We have a few VM's on a Windows 2008 Server (Hyper-V) and are having a problem with routing between them.
The setup is that the Hyper-V server runs RRAS and maps IP's on its NIC to internal IP's (192.168.1.X) that the VMs use. The VMs use the hyper-V server as their gateway for outbound traffic. The reason for this setup is that our ISP assigns IP's by MAC address, so otherwise the VM's couldn't use the external IP's assigned to the server.
The issue is that the VM's cannot talk with each other using their external IP address. For example, if Server A is 4.2.2.1 (external IP)/192.168.1.1 (internal IP) and Server B is 4.2.2.2 (external IP)/192.168.1.2 (internal IP), you cannot ping 4.2.2.2 from 4.2.2.1. You CAN ping 192.168.1.1 from 192.168.1.2. We also have a Server C that is 4.2.3.1 (a different subnet), and that machine has no problem pinging Server A or Server B. So essentially unless the machines are on separate subnets, they can't talk with each other.
The reason we just don't use 192.168.1.X to communicate is that for this particular purpose we are setting up a monitoring server. This monitoring server will use a FQDN (like servera.myservers.net) to try to ping Server B. So we need to know if there is a DNS failure or something.

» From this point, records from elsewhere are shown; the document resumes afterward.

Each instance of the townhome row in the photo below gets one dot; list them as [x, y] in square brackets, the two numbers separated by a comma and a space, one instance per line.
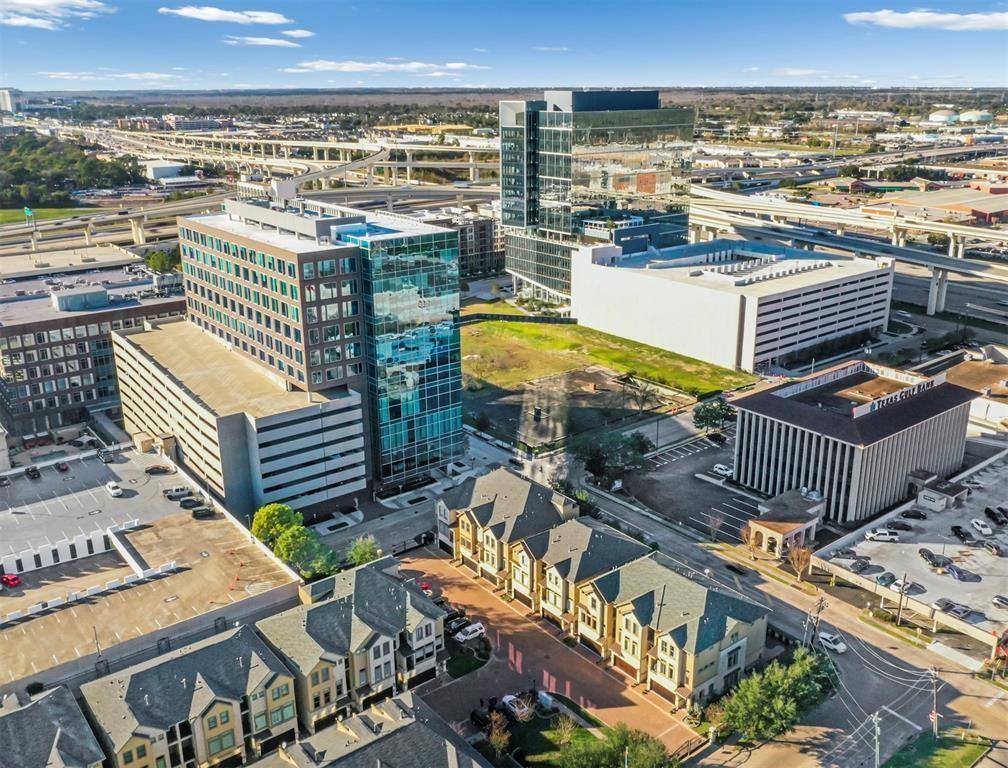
[362, 636]
[685, 640]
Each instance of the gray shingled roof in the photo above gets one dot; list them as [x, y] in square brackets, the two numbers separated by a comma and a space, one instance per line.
[366, 601]
[49, 732]
[180, 684]
[866, 429]
[582, 550]
[511, 506]
[696, 616]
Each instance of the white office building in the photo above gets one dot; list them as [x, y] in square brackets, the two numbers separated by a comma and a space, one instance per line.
[735, 303]
[853, 434]
[235, 424]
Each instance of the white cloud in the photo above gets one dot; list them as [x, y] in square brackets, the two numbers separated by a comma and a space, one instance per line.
[144, 77]
[277, 42]
[925, 19]
[48, 14]
[798, 72]
[212, 13]
[348, 66]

One weird thing is that if you do a tracert from Server A to Server C, you get a timeout for the first two attempts, and then a connection, but you don't see it going through a gateway.
I believe that the Microsoft NAT implementation suffers from an artifact that many NAT implementations do (older Cisco PIXOS, Linux ipchains-- the precursor to iptables) in that NAT only occurs on traffic arriving on the "public" interface. The Cisco-ism for this behavior is "hairpinning" (I guess because the packet makes a "hairpin turn" and leaves through the interface it entered on).

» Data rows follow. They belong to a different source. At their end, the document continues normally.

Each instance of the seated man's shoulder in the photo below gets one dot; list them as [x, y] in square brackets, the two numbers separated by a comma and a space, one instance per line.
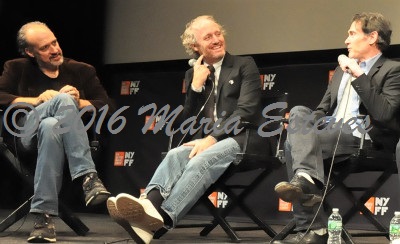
[73, 64]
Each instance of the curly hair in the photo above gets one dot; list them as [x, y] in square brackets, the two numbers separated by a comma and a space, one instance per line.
[21, 36]
[375, 22]
[188, 38]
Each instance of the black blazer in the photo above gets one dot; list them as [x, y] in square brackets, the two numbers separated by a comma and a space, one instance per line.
[379, 92]
[239, 94]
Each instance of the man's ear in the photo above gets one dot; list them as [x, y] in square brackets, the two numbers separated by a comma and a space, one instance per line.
[373, 37]
[29, 53]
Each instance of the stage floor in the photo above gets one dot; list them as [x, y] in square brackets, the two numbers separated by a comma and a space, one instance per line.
[104, 230]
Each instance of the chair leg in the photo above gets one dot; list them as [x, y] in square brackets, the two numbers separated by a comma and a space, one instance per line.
[18, 214]
[72, 220]
[221, 221]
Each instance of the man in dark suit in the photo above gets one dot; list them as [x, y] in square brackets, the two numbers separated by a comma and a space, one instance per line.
[188, 170]
[46, 84]
[364, 83]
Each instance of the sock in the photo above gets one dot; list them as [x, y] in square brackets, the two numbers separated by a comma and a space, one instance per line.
[307, 176]
[320, 232]
[156, 199]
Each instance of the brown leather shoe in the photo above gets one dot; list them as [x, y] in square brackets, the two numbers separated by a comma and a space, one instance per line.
[309, 238]
[299, 189]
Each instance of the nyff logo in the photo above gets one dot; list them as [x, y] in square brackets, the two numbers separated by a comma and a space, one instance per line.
[219, 199]
[267, 81]
[155, 121]
[123, 158]
[378, 205]
[129, 87]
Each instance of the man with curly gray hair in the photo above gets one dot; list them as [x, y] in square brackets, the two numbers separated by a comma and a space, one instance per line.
[233, 85]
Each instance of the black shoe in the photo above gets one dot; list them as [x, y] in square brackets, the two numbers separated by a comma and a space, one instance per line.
[299, 189]
[43, 231]
[94, 190]
[310, 238]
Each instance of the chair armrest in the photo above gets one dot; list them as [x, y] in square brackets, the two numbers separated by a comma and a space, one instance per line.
[1, 125]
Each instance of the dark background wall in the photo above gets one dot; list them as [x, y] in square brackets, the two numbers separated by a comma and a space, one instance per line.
[78, 25]
[80, 28]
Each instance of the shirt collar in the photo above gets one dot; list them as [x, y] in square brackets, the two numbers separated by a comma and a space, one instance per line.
[370, 62]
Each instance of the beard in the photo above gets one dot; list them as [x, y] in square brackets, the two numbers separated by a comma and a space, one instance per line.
[57, 62]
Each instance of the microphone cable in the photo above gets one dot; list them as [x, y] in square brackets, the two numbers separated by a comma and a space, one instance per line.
[202, 107]
[330, 168]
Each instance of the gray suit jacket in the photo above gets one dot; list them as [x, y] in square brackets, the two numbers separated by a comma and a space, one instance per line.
[379, 92]
[239, 94]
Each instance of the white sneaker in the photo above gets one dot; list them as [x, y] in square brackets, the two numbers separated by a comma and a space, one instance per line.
[137, 234]
[139, 212]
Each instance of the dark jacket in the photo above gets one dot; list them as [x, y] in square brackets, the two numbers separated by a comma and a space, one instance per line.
[379, 92]
[238, 94]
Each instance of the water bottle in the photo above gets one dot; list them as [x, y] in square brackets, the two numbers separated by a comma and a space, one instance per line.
[394, 229]
[335, 227]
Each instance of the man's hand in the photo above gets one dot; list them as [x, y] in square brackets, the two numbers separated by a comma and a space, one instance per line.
[71, 91]
[200, 145]
[45, 96]
[200, 74]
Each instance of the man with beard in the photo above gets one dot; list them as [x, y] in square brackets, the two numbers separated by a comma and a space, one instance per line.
[53, 88]
[188, 170]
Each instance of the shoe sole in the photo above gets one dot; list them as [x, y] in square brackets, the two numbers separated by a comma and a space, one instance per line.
[98, 198]
[288, 192]
[135, 213]
[291, 193]
[112, 210]
[40, 239]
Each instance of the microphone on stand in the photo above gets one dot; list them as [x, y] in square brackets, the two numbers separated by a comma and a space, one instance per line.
[342, 58]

Here's an analagous problem:
A Customer has a Cisco PIX at the edge of their network doing NAT between a public static IP address and their LAN. They've got an HTTP server on the LAN at 192.168.1.1, and their public IP is 172.18.9.1. A request from a browser running on a PC on the LAN to "http://172.18.9.1" returns "The page could not be displayed" because the PIX NAT implementation does not NAT the traffic arriving on the internal interface bound for 172.18.9.1 to 192.168.1.1.

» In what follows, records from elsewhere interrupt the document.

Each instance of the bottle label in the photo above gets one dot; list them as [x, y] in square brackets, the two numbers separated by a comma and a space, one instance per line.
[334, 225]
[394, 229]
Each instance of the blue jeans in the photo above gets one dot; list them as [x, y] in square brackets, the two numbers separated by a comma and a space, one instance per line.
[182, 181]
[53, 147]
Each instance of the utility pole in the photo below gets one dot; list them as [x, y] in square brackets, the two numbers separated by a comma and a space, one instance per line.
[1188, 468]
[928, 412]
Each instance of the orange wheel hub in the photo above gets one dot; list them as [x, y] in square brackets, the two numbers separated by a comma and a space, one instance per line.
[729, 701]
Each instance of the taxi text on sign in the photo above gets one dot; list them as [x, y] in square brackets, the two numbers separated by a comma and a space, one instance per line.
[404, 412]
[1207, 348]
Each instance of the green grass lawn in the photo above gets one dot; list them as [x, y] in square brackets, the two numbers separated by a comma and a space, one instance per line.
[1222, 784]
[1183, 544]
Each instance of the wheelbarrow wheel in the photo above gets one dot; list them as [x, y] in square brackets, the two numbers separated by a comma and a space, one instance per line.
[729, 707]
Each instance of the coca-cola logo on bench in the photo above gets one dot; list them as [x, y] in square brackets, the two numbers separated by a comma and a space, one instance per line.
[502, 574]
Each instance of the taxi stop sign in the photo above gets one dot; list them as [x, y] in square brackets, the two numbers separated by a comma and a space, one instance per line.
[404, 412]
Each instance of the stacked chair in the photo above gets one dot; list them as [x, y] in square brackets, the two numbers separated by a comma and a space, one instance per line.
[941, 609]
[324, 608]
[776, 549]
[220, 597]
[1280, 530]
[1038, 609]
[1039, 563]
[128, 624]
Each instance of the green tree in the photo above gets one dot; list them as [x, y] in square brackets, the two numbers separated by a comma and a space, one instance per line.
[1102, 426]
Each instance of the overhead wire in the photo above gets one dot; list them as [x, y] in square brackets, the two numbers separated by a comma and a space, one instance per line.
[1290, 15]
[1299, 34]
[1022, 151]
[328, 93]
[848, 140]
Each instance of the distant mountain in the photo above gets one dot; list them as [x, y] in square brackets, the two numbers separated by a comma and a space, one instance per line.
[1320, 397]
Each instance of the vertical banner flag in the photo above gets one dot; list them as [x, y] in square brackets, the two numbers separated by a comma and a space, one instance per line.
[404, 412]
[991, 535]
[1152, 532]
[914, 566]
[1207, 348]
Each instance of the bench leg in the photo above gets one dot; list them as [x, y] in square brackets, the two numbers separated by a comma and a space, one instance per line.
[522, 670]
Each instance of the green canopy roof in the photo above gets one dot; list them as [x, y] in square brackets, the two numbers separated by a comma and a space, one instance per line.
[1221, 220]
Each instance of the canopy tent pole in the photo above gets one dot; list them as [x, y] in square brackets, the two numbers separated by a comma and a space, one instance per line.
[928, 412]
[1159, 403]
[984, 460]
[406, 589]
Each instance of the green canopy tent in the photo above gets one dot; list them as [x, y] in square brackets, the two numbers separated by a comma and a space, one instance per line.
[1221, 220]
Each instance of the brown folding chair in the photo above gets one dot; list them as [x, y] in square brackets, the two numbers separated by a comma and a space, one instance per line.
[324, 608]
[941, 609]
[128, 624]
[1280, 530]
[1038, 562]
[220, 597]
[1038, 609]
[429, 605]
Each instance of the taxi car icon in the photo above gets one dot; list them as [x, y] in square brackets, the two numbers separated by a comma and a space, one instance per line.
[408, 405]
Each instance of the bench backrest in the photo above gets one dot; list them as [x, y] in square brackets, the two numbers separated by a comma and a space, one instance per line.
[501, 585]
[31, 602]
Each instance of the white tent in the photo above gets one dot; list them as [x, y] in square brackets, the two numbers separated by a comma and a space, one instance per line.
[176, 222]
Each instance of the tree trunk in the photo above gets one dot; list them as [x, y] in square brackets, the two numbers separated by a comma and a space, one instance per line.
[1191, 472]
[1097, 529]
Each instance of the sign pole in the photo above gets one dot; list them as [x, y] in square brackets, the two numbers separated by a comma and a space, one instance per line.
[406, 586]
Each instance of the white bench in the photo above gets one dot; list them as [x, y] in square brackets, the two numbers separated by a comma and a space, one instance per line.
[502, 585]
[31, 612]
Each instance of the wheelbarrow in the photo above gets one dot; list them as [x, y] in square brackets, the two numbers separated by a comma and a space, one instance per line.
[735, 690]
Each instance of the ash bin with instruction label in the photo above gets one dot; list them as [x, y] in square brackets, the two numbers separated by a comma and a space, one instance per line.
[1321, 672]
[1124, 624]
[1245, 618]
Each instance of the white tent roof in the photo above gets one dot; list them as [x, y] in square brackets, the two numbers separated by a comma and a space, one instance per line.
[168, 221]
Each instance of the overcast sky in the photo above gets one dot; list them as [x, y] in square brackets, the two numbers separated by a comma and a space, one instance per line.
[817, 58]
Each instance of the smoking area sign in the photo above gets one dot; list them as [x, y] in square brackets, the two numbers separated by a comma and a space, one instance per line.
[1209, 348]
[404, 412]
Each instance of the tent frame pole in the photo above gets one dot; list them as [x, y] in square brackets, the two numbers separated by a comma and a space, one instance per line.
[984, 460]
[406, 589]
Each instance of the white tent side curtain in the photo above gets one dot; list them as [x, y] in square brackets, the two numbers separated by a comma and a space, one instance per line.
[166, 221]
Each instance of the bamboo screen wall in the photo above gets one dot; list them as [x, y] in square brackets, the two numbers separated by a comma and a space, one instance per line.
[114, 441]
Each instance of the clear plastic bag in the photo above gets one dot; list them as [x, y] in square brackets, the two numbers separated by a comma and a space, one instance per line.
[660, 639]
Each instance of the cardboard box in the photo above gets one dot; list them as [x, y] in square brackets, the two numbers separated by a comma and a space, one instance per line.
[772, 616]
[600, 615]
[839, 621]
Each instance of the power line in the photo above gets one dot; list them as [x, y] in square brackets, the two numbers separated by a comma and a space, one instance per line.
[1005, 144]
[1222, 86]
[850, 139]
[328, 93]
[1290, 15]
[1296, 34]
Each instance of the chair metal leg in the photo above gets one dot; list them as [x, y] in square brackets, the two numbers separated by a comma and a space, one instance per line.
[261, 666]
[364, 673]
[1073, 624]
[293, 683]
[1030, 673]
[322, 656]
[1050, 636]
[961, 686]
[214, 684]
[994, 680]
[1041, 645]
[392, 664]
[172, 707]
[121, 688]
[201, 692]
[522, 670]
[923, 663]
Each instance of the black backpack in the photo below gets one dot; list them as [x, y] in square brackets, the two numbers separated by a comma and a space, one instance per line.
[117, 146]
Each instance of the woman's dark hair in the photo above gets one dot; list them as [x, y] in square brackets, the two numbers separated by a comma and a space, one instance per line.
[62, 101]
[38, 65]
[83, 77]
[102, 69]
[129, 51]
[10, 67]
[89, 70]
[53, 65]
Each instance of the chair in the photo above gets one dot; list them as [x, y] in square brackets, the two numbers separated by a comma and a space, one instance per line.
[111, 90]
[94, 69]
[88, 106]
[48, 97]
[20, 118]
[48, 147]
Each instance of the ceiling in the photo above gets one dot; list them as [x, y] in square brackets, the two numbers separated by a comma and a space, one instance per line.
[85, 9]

Here's a Server Fault question that also describes the behaviour I'm talking about (albeit, again, not specifically citing Microsoft's NAT implementation): Unable to connect on natted server from a host computer on the same LAN using public IP address
I believe you're seeing a similar behaviour with Microsoft's NAT implementation, but I don't have hard evidence (i.e. documentation from Microsoft). I don't have the resources to spin up a test machine at hand, and Microsoft doesn't seem to be using the "hairpin" keyword in their documentation to the positive or negative.
(I actually find it rather funny, in that Server Fault question that I reference above, that people consider a lack of "hairpinning" to be "normal". Linux iptables would handle what you're doing w/ no problem. I've always considered NAT implementations that can't handle this "hairpinning" to be inferior.)